LISTEN: The Incredible Hulk
You Don’t Mess with the Zohan
The new Adam Sandler movie contains a running gag about sex with elderly women, Rob Schneider doing another one of his noxious ethnic stereotypes and a mild strain of Sandler’s recurring homophobia. Nonetheless, “You Don’t Mess with the Zohan” gives off a sunny, even innocuous vibe. It’s goofy and zany and slap-happy. Sandler plays a sex-crazed Israeli commando who dreams of retiring from the military to become a hairstylist. He stows away to New York, where he lands a job at a ragtag salon run by a fetching Palestinian woman. Sandler keeps the Israeli accent more or less consistent and shows genuine affection for the quirks of Middle Eastern pop culture, from hacky-sack to bizarre soft drinks to cutoff jeans shorts on men.
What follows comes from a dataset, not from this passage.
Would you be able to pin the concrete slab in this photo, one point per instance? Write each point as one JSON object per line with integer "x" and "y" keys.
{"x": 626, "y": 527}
While Sandler has shown an adventurous streak in recent years, he tends to keep the comedy crude and broad when he works under the banner of his production company, Happy Madison. “You Don’t Mess with the Zohan,” which he co-wrote, maintains that tradition, but it’s not afraid to take the target audience out of its comfort zone with jokes not everyone’s going to get. Sandler also shows a burgeoning political consciousness. He promotes peace and tolerance by depicting Jews and Arabs as happily coexisting on a studio mockup of a Manhattan block that’s about as gritty and realistic as Sesame Street. “You Don’t Mess with the Zohan” is a timely valentine to America the melting pot, a country whose strength and character come from its vibrant mixture of cultures. All that, and sometimes it’s even funny, too.